2014年05月14日 14時54分21秒 | 音楽系
リュート関連の訃報が相次いでいます。

イギリスの製作家、スティーブン・ゴットリープ氏とスイスの演奏家、教育家、オイゲン・ミュラー・ドンボワ氏の訃報をイギリスのリュート協会から、あと個人的にも連絡を頂きました。

ゴットリープ氏は4月25日に亡くなられ、5月12日に葬儀が行われたとのことです。彼とは直接の面識はありませんが、彼の楽器は何度か弾いたことはあり、とてもいい楽器でした。そのうちに注文しようかと思っていましたが、かなわなくなりました。

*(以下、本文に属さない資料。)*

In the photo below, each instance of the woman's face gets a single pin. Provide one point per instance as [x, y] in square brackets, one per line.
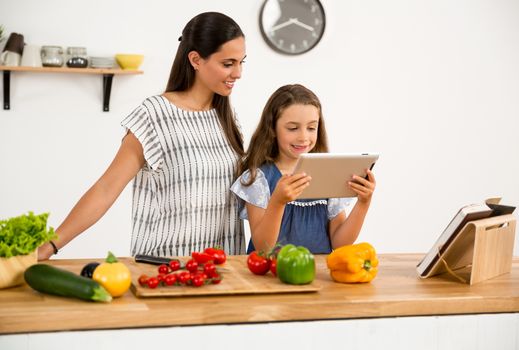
[296, 131]
[219, 71]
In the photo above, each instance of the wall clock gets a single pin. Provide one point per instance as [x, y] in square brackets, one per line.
[292, 27]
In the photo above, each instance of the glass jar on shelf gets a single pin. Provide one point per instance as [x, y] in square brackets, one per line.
[52, 56]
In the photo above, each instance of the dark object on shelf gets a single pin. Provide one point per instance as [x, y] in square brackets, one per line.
[107, 74]
[15, 43]
[77, 62]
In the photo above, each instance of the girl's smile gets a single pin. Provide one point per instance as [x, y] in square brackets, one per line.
[296, 132]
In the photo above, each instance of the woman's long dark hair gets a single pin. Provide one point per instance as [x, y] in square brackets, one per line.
[205, 34]
[263, 146]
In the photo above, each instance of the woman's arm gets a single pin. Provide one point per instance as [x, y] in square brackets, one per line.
[266, 223]
[345, 230]
[100, 197]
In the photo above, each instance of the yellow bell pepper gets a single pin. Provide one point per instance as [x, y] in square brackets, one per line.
[114, 276]
[353, 263]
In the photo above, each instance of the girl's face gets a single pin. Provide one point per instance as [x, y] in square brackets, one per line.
[296, 131]
[220, 70]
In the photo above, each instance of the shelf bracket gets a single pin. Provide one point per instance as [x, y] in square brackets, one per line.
[7, 89]
[107, 88]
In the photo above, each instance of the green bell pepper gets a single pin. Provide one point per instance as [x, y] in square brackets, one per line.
[295, 265]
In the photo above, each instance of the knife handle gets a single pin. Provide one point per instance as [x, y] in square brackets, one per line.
[150, 259]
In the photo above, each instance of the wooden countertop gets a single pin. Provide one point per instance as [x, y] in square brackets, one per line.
[397, 291]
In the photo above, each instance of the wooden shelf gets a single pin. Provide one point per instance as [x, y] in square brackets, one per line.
[107, 74]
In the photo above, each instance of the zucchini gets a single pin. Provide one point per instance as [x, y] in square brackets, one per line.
[52, 280]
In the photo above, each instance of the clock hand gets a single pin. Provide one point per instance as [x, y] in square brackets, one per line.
[302, 25]
[282, 25]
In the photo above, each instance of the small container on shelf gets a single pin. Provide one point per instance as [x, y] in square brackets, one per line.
[77, 57]
[52, 56]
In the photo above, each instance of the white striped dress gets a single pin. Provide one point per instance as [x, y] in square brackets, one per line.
[181, 197]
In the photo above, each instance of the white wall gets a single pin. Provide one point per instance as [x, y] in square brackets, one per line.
[431, 85]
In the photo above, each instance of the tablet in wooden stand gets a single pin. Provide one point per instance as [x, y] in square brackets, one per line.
[331, 172]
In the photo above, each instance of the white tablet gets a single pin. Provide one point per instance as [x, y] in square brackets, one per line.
[331, 172]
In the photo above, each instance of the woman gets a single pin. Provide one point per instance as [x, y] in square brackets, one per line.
[181, 149]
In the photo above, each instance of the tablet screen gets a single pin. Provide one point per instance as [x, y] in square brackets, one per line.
[331, 172]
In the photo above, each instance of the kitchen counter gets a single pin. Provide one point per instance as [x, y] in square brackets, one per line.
[397, 291]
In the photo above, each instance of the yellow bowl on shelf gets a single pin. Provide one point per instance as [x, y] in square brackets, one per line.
[129, 61]
[12, 269]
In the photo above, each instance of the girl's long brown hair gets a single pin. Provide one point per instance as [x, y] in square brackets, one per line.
[205, 34]
[263, 146]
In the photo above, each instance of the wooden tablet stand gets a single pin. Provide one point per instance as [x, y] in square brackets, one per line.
[483, 249]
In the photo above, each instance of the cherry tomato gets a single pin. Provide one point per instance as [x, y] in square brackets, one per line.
[217, 278]
[170, 279]
[184, 277]
[152, 282]
[143, 280]
[160, 277]
[198, 280]
[210, 269]
[192, 265]
[258, 264]
[174, 265]
[163, 269]
[218, 255]
[273, 266]
[201, 258]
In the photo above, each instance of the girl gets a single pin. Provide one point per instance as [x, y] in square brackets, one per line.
[292, 124]
[181, 148]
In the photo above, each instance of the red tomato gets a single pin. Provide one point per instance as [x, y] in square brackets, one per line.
[258, 264]
[163, 269]
[273, 266]
[160, 277]
[184, 277]
[192, 265]
[152, 282]
[174, 265]
[170, 279]
[201, 258]
[143, 280]
[210, 269]
[218, 255]
[217, 278]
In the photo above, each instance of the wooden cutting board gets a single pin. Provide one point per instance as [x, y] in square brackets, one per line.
[237, 279]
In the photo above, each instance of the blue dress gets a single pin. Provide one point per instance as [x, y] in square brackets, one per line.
[305, 221]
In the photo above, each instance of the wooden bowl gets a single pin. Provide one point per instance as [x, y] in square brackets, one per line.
[12, 269]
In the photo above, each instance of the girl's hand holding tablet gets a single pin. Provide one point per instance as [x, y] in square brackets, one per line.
[363, 187]
[290, 187]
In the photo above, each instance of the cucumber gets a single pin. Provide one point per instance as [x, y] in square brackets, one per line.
[52, 280]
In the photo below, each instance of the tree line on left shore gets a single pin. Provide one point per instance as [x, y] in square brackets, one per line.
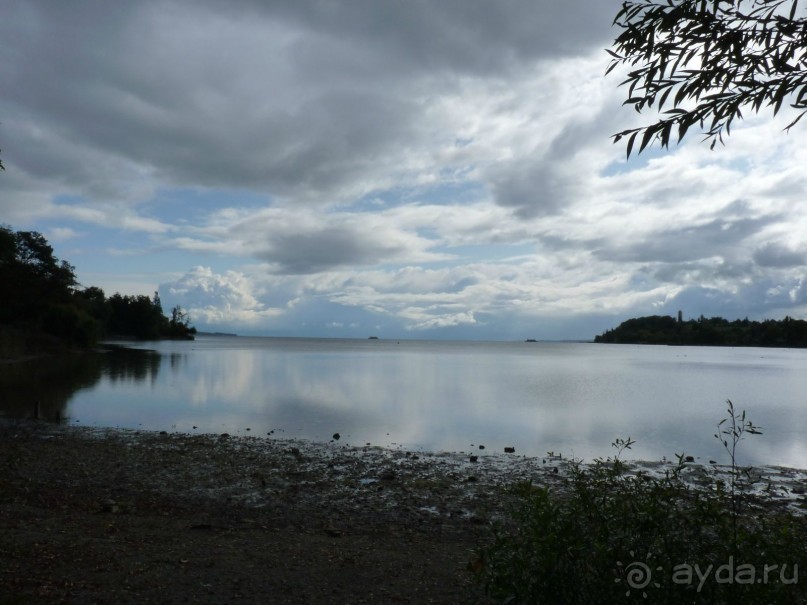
[42, 305]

ドンボワ氏は5月9日に亡くなられ6月4日が葬儀とのことです。彼は70年代古楽復興期のパイオニアのひとりで、多くの弟子を育てました。私が10代の終わり頃に聴いた2枚のレコード「天使のメロディ<バロック音楽とその周辺>シリーズ、ルネサンス時代とリュート音楽」と「同シリーズバロック音楽へのお誘い」特に印象に残っています。特に後者のレコードは彼の演奏はヴァイスのファンタジア1曲だけでしたが、初めて聴くバロック・リュートの演奏は衝撃的でした。

1979年にスイスに行ったときに、幸いにも彼のレッスンをスコラで受けることができました。

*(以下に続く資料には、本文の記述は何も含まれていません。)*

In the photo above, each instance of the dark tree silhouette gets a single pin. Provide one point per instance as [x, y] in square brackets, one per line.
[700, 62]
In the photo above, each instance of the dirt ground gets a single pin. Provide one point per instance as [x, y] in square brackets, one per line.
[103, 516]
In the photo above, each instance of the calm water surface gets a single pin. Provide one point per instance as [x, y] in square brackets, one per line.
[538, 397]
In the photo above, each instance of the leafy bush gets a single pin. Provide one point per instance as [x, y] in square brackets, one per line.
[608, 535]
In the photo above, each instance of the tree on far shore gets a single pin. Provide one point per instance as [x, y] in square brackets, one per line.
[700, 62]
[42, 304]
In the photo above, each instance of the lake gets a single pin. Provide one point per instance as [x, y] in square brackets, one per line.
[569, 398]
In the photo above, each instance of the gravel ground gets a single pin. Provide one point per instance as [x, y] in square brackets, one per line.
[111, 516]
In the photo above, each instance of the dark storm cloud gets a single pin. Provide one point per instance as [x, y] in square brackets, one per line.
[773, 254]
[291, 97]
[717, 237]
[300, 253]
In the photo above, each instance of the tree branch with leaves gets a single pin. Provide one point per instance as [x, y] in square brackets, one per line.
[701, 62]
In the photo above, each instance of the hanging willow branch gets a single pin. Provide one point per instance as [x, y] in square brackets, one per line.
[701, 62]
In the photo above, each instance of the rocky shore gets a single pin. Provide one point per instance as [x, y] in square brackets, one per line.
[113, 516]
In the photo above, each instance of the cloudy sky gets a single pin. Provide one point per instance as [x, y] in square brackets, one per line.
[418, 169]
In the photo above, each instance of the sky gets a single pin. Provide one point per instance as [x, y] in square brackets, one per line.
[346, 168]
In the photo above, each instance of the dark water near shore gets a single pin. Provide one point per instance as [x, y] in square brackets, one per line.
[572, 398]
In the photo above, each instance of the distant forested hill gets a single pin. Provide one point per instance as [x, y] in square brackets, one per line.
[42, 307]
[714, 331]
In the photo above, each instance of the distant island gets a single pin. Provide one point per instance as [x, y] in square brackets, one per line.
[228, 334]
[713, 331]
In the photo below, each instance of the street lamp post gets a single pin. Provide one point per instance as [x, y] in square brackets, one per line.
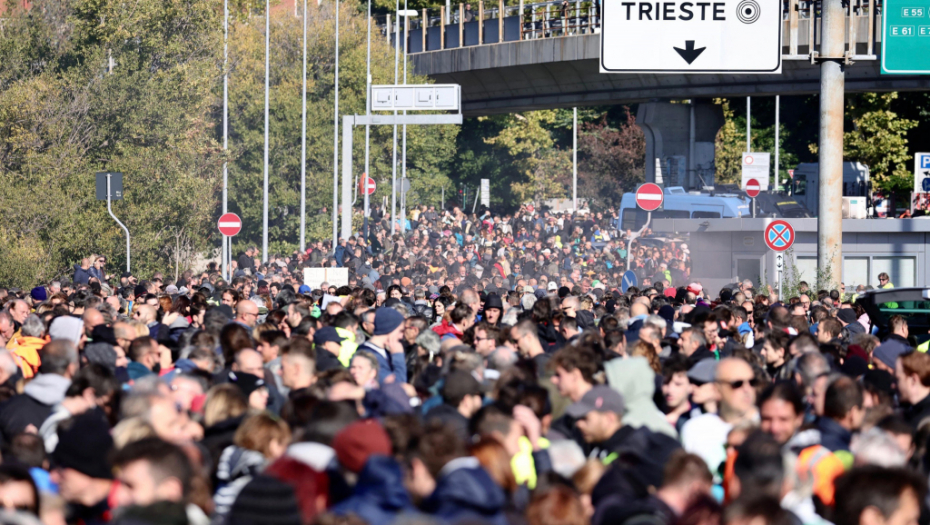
[265, 183]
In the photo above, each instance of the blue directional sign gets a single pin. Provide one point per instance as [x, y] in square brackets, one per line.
[779, 235]
[629, 279]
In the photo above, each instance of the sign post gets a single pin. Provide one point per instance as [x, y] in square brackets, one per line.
[779, 266]
[724, 36]
[752, 188]
[922, 173]
[649, 197]
[110, 187]
[779, 235]
[904, 31]
[229, 224]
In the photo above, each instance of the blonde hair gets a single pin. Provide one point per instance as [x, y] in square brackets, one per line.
[138, 326]
[258, 431]
[644, 349]
[223, 402]
[131, 430]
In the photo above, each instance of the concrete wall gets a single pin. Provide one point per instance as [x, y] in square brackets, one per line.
[717, 245]
[563, 72]
[669, 150]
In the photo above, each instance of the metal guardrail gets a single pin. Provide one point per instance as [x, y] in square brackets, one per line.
[494, 23]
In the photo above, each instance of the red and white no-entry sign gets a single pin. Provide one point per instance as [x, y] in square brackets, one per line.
[368, 188]
[230, 224]
[649, 196]
[753, 188]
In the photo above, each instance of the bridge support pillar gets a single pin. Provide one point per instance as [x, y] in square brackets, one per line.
[680, 141]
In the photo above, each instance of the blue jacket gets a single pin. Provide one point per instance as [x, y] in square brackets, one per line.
[379, 495]
[465, 492]
[392, 364]
[833, 436]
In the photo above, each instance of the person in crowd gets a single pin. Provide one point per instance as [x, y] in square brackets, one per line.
[476, 368]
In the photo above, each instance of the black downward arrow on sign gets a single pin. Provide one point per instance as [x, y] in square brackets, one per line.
[689, 53]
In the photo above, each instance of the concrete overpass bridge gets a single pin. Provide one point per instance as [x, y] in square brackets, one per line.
[532, 58]
[541, 56]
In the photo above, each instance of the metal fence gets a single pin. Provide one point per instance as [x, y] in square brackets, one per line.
[487, 23]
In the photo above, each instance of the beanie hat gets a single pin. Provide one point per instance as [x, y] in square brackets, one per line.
[265, 501]
[84, 444]
[889, 353]
[39, 293]
[359, 441]
[246, 382]
[68, 328]
[101, 353]
[847, 315]
[387, 320]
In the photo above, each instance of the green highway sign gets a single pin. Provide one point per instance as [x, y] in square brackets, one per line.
[906, 37]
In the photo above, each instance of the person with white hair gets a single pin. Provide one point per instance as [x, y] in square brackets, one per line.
[877, 447]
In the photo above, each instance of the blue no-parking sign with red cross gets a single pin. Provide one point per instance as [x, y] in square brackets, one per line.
[779, 235]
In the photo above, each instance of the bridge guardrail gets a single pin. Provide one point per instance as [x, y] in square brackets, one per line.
[494, 23]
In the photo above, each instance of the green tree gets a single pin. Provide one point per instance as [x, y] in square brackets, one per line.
[611, 160]
[430, 149]
[530, 144]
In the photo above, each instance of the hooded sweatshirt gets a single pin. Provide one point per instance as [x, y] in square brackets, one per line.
[636, 383]
[33, 406]
[466, 492]
[379, 495]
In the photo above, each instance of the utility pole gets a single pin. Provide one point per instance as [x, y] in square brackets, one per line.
[265, 183]
[336, 137]
[394, 148]
[575, 160]
[748, 124]
[777, 145]
[367, 128]
[226, 240]
[303, 143]
[832, 87]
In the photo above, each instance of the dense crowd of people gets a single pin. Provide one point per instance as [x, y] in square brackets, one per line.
[476, 369]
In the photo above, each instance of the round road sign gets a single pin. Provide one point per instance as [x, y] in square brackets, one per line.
[230, 224]
[753, 188]
[779, 235]
[371, 185]
[649, 196]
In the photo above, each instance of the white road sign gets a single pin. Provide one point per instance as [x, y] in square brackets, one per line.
[694, 36]
[756, 166]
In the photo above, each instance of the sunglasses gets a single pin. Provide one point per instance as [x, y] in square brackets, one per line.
[736, 385]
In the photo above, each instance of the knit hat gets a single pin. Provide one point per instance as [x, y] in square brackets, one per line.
[84, 444]
[889, 353]
[101, 353]
[246, 382]
[265, 501]
[387, 320]
[359, 441]
[847, 315]
[39, 294]
[494, 301]
[68, 328]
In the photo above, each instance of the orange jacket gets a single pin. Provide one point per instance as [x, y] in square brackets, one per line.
[26, 352]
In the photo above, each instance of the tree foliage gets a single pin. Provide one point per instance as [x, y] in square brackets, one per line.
[611, 160]
[541, 163]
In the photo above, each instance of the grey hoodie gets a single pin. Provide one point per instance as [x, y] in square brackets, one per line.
[635, 381]
[48, 389]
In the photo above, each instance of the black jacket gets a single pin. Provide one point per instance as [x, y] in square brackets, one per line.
[326, 360]
[918, 412]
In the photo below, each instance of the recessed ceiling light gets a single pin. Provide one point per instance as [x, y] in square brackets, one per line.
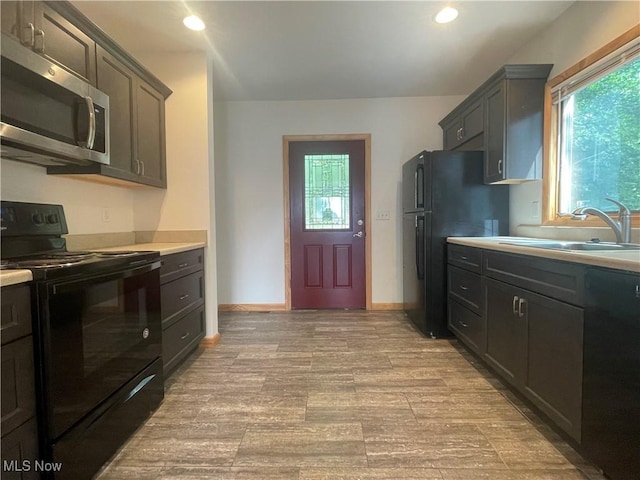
[446, 15]
[193, 22]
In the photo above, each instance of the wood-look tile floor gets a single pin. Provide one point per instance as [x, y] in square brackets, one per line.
[340, 395]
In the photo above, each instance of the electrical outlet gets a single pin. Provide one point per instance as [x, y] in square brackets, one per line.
[383, 215]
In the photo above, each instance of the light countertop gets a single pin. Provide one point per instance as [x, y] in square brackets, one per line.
[621, 260]
[162, 248]
[13, 277]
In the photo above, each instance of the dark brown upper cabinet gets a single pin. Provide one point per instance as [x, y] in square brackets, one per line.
[136, 124]
[136, 105]
[464, 125]
[40, 28]
[503, 117]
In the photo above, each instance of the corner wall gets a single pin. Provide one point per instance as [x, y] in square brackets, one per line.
[188, 201]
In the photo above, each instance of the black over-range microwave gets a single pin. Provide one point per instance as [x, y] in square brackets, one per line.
[49, 116]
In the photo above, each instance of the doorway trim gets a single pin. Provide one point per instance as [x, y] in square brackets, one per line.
[286, 139]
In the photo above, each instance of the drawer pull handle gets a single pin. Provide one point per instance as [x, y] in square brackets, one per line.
[521, 303]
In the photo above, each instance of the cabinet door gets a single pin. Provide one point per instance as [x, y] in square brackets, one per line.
[451, 134]
[60, 41]
[118, 82]
[150, 137]
[18, 446]
[506, 331]
[494, 161]
[472, 121]
[17, 21]
[553, 378]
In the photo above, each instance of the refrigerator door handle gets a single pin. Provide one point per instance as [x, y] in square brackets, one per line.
[419, 249]
[419, 186]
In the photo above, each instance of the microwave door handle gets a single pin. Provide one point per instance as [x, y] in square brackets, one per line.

バーゼル・スコラ・カントルムでドンボワ氏のレッスンを受ける筆者(さすがに若いです)(*^-^*)

社交的な意味合いだった思いますが、レッスン後に「今日はとてもいい音楽を聴かせてもらったよ」とおっしゃったそのことばがとても嬉しく今も心に残っています。その何年か前に彼は右手が腱鞘炎になり、手術をしたそうですがうまくいかず、右指が上がらなくなっていました。その時のレッスンも実際に楽器が弾けないので、クラヴィコードでレッスンをして頂きました。右手は鍵盤楽器の動作には問題がなかったようです。

お二方のご冥福を謹んでお祈り致します。